Eye-rolling over what children do has, of course, only been going on for thousands of years. But the droopy pants look that has men shuffling along as if they were Attica inmates has hung around for a surprisingly, and distressingly, long time.

It has prevailed over constitutionally flawed efforts by various municipalities to enact legal bans. It has defied no less than Barack Obama. “Brothers should pull up their pants,” Mr. Obama said in an appearance on MTV just before his election as president. “You are walking by your mother, your grandmother, your underwear is showing. What’s wrong with that? Come on.”

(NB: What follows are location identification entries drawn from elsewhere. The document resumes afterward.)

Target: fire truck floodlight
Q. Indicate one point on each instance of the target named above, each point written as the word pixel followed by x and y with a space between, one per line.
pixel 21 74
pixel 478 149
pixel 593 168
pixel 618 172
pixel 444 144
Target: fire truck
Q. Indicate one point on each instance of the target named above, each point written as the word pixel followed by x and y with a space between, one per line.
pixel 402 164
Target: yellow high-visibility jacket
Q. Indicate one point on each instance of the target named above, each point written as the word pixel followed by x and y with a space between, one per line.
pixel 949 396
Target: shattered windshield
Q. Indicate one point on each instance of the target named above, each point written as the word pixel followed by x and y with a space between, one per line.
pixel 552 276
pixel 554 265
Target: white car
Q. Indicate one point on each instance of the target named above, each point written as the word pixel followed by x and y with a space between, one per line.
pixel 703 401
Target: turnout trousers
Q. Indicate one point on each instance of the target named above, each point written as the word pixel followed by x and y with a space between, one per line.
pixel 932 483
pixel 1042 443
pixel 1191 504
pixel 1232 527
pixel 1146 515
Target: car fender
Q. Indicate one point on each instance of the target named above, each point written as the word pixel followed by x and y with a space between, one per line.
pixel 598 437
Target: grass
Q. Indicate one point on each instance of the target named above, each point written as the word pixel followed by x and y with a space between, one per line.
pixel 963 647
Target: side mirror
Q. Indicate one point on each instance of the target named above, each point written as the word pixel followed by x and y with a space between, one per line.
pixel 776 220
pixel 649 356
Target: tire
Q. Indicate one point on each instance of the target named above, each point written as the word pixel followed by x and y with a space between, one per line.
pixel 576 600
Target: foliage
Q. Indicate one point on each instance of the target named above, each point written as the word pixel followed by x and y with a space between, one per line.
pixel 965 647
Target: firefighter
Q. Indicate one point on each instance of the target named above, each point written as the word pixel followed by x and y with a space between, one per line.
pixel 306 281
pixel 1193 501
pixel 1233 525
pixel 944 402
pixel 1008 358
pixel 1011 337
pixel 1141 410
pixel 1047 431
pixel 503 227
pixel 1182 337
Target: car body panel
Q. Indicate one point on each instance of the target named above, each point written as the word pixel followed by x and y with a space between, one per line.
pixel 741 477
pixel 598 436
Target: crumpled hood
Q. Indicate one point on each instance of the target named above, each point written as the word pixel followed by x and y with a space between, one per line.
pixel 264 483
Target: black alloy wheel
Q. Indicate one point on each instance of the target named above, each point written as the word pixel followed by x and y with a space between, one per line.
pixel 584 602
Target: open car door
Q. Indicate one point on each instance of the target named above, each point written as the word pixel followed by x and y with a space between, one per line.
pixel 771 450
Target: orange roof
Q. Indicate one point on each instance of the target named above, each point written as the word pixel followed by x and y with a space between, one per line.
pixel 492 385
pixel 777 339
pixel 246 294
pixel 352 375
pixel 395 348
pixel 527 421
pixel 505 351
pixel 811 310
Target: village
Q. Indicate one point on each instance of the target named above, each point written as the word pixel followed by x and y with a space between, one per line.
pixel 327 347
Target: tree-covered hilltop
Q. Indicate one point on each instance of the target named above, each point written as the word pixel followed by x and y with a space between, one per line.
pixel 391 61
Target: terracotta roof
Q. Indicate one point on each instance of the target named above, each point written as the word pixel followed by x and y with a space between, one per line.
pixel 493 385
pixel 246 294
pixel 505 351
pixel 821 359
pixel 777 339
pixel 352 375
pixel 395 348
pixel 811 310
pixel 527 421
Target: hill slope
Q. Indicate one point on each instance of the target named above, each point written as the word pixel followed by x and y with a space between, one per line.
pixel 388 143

The problem, Mr. Adams said, is an absence of presidential follow-up. Messages require repetition to sink in.

Some people have asked him if he doesn’t have better things to do and bigger problems to address. “I tell them no,” said Mr. Adams, a former police captain.

“In my 22 years of policing, there was a common denominator,” he said. “The first indicator that your child is having problems is the dress code. Prior to the sagging pants, it was the shoestrings out of sneakers. All this is born out of prison. We took the shoestrings and the belts from prisoners.”

“This is probably not a perfect science,” he added, “but if you start looking at how your child is dressing, it is an indicator of who his friends are and what group he’s associated with. It’s all in the clothing.”

Nothing is guaranteed with the senator’s campaign. Should it not do the trick, how about Hector Quinones as a backup? Posters could show him after the fall, with a tag line on the order of, “Sagging pants kill.”

The message isn’t particularly subtle or even tasteful. But it just might work.